Subject-Specific Models
The characteristics of the EEG signals in both time and frequency domain vary between different subjects. Therefore, a classifier trained on one subject’s features won’t perform well on another subject’s features. For this reason, a one-vs-rest classifier is trained for each subject, resulting in 12 classifiers per algorithm. On a side note, subject-independent models have been successful using deep-learning approaches, where using data from different subjects serves as a type of regularisation. For real-life use, this would have the advantage of reducing or foregoing a calibration period for a user.
Regularisation
When the coefficients of a logistic regression model get too large, the model becomes too complex and can’t generalise well to unseen data, an issue known as overfitting. Regularisation is used to reduce overfitting during training by penalising large weight values through the use of a penalty term added to the loss function.

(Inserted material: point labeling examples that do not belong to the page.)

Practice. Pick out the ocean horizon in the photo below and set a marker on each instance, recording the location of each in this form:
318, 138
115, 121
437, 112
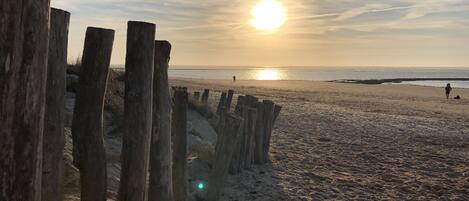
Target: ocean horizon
317, 73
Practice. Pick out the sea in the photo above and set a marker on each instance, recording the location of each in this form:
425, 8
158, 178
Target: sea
327, 74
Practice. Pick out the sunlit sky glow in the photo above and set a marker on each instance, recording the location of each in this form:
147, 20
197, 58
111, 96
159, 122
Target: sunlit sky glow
315, 33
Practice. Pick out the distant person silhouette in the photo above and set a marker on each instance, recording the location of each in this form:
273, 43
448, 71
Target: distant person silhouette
448, 90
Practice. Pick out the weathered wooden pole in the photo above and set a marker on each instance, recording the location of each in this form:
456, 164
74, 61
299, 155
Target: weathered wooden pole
224, 152
205, 96
229, 99
179, 129
137, 110
250, 127
24, 31
268, 124
87, 124
161, 178
53, 143
259, 135
222, 102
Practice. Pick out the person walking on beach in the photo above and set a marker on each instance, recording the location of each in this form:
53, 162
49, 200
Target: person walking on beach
448, 90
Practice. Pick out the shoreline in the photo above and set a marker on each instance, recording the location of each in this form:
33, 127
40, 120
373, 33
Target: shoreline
346, 141
395, 80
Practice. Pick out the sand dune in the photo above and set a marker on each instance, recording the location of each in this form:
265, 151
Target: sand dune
338, 141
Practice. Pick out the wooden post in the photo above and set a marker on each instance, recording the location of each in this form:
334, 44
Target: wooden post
53, 144
196, 95
87, 125
250, 127
205, 96
229, 99
179, 129
259, 135
137, 110
224, 152
160, 185
222, 102
24, 31
268, 123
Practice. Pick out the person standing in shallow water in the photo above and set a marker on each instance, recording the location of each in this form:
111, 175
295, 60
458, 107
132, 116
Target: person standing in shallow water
448, 90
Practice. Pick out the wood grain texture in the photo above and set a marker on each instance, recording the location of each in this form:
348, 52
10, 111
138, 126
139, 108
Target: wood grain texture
87, 124
161, 178
24, 30
54, 140
137, 110
223, 155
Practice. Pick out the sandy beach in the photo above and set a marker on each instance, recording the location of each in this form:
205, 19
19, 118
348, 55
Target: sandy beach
336, 141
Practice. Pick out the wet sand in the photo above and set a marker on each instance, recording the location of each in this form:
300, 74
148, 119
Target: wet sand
337, 141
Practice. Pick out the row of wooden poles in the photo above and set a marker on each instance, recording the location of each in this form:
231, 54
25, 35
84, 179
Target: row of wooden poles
252, 144
33, 60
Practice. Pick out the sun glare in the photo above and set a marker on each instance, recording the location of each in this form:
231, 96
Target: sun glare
268, 15
267, 74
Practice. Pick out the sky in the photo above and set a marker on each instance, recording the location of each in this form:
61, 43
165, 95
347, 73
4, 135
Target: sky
400, 33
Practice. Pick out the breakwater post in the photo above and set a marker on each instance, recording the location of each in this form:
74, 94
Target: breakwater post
137, 110
54, 139
161, 178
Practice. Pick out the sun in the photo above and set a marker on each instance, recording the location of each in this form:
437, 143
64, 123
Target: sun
268, 15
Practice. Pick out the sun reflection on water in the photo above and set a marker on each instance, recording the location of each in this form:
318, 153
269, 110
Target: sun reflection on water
267, 74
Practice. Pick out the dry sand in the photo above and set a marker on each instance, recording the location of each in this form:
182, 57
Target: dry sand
338, 141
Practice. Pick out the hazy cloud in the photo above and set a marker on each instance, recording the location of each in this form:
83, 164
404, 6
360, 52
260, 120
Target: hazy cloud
209, 31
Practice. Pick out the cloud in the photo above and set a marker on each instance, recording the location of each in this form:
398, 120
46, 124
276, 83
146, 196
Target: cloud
195, 26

Both L1 and L2 regularisation are used:
- L1 penalty - the sum of the absolute value of the weights is added to the loss function. L1 regularisation acts as a type of feature selection as the coefficients of unimportant features are often shrank to zero rather than just reduced.
- L2 penalty - the sum of the squared value of weights is added to the loss function.
Grid Search
A coefficient before the penalty terms control the strength of regularisation. If the coefficient is too small, the model becomes too complex and overfits the data, and vice versa with a coefficient that is too large. It’s therefore an important hyperparameter that needs to be optimised. A grid search is used to find the optimal penalty coefficient by testing on a holdout validation set (70-30 training-validation split) and choosing the coefficient corresponding the largest AUROC.